Le cœur du conflit entre la direction de TVA et le syndicat représentant ses 830 employés à Montréal ne porte pas sur les salaires, mais sur la protection des emplois. Le syndicat se bat contre les abolitions de postes et le transfert des emplois de TVA vers d’autres filiales de TVA ou de Québecor.

Les négos ont repris à TVA

À quelques jours du déclenchement possible d'une grève, samedi, les négociations ont repris, lundi matin, entre la direction de TVA et le syndicat représentant ses 830 employés à Montréal.

Et il semble que ce soit de bon augure, puisque les discussions avaient toujours cours en fin d'après-midi lundi, ont confirmé tant la direction de TVA que le Syndicat canadien de la fonction publique (SCFP), affilié à la FTQ, auquel est rattaché le syndicat des 830 employés de TVA.

Ce syndicat représente non seulement les journalistes, mais aussi les techniciens, caméramans, monteurs, réalisateurs, employés de bureau et autres.

Les syndiqués se sont déjà dotés d'un mandat de moyens de pression pouvant aller jusqu'à la grève générale illimitée à compter du 22 septembre. Ils menacent de l'exercer et de compromettre ainsi la diffusion de la soirée électorale à TVA.

Le cœur du conflit ne porte pas sur les salaires mais sur la protection des emplois. Le Syndicat des employés de TVA se bat contre les abolitions de postes et le transfert des emplois de TVA vers d'autres filiales de TVA ou de Québecor, comme les studios Mel's.

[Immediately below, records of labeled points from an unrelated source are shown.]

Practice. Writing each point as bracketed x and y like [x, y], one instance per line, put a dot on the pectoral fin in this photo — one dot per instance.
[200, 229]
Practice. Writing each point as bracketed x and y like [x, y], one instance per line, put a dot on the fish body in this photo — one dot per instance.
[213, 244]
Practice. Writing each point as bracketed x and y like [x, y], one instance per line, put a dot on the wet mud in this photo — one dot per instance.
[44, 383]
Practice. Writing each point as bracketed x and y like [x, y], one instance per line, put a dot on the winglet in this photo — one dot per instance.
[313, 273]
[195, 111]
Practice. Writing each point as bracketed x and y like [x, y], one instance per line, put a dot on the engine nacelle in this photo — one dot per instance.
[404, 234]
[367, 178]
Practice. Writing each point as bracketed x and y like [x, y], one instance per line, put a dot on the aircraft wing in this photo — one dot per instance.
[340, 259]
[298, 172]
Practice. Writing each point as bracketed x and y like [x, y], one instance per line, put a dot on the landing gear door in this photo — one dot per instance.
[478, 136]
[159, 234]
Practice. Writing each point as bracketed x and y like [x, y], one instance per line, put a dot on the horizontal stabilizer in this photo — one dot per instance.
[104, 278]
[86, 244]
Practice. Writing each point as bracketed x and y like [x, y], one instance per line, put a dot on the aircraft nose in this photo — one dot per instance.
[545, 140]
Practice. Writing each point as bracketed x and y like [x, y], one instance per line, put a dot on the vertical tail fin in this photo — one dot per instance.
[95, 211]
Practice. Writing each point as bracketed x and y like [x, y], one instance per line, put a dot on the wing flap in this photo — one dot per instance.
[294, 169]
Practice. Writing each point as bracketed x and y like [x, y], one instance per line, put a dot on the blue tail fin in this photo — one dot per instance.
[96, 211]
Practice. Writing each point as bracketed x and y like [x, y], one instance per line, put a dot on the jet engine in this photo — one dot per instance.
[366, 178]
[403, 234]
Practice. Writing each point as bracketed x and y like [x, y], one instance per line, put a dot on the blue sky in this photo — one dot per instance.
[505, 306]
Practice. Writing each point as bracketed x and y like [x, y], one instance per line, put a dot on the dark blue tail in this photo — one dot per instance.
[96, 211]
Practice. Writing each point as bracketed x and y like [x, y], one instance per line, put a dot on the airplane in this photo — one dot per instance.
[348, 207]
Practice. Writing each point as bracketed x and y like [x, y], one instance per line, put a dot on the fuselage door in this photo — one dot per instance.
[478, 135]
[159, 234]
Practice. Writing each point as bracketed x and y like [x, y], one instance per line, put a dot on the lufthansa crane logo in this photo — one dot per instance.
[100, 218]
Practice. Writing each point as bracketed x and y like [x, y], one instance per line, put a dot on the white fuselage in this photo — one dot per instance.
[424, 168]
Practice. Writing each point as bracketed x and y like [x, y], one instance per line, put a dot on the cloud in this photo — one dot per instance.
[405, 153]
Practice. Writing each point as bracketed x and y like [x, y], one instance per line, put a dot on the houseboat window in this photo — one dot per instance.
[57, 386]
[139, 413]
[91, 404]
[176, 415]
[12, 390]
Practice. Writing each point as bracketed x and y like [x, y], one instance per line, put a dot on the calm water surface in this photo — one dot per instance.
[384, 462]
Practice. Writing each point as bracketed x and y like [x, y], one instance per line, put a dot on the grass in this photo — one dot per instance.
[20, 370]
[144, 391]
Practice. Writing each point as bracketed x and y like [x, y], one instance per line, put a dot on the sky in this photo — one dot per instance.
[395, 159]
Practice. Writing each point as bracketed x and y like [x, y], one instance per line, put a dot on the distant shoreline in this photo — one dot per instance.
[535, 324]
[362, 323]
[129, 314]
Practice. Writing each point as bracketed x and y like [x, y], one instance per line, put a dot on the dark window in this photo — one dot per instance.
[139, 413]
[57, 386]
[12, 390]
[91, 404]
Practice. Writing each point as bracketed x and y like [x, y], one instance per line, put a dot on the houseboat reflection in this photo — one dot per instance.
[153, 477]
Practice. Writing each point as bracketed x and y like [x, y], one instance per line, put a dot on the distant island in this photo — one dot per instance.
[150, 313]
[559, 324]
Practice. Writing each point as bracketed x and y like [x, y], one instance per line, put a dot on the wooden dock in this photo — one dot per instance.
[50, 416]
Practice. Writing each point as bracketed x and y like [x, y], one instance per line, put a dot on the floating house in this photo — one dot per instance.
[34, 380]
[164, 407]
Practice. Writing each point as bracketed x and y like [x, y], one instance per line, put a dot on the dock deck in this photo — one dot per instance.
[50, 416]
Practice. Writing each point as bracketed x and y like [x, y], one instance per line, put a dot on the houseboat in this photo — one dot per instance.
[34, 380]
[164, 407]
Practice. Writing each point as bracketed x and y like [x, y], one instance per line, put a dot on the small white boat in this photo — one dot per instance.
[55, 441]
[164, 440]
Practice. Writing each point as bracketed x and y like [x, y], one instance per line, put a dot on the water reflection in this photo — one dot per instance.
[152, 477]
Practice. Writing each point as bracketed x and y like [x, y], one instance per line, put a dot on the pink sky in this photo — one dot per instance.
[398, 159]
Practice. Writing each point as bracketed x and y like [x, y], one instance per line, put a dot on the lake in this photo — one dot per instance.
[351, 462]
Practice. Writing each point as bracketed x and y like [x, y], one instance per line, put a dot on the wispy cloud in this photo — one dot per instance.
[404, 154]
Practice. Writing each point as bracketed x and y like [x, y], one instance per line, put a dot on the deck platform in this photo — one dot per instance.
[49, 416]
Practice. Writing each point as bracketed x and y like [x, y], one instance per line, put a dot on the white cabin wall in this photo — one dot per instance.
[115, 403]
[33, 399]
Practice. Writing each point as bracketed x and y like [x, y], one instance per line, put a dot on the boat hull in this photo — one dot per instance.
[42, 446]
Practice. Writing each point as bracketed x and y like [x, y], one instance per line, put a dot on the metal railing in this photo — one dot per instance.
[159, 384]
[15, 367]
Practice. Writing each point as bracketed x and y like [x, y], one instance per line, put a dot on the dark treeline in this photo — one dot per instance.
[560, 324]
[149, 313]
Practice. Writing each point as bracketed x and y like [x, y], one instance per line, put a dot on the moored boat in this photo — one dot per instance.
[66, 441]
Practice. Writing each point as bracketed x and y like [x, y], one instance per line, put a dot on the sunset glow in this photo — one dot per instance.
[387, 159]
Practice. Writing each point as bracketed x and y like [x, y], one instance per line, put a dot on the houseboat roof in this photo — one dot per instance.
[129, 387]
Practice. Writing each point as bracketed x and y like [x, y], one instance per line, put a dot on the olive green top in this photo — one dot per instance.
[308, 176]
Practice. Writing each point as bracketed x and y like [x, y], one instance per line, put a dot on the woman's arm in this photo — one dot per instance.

De son côté, la direction affirme ne pas transférer ainsi des emplois et soutient qu'il existe déjà des protections à cet effet dans la convention collective.

Et elle affirme qu'elle parviendra à diffuser la soirée électorale, ainsi que sa programmation d'automne, quoi qu'il advienne avec la négociation de la convention collective.

Briseurs de grève légaux

La direction a déjà admis qu'elle procédait à l'embauche de travailleurs de remplacement pour se préparer, au cas où la grève serait effectivement déclenchée samedi. Le Code canadien du travail ne prévoit pas de dispositions qui empêchent le recours à des briseurs de grève, contrairement au Code du travail du Québec. Et la télédiffusion est de compétence fédérale. L'embauche de travailleurs de remplacement est donc légale.

Mardi dernier, le président du Syndicat des employés de TVA, Réjean Beaudet, a écrit aux chefs des quatre principaux partis en campagne électorale, leur demandant de refuser de donner une entrevue au réseau TVA, à partir du moment où une grève ou un lock-out serait effectivement déclenché.

Et le Syndicat des employés de TVA a également reçu des messages de solidarité de l'Union des artistes, de l'Alliance québécoise des techniciens et techniciennes de l'image et du son (AQTIS) - qui représente des techniciens pigistes — ainsi que de l'Association des réalisateurs et réalisatrices du Québec.

Message à Péladeau

Jeudi dernier, le président de la FTQ, Daniel Boyer, a mis tout son poids dans la balance, en adressant un message à Pierre Karl Péladeau, président et chef de la direction de Québecor. Il lui a demandé de «revenir à la raison» et de négocier de bonne foi dans le but d'éviter le conflit de travail. La FTQ est la plus grande centrale syndicale du Québec, avec plus de 600 000 membres.

À son tour vendredi, M. Péladeau a répliqué à M. Boyer, en l'invitant à rappeler aux représentants syndicaux de TVA qu'ils jouissent d'«excellentes conditions de rémunération et de travail», dans un contexte où les médias traditionnels vivent tous une situation difficile.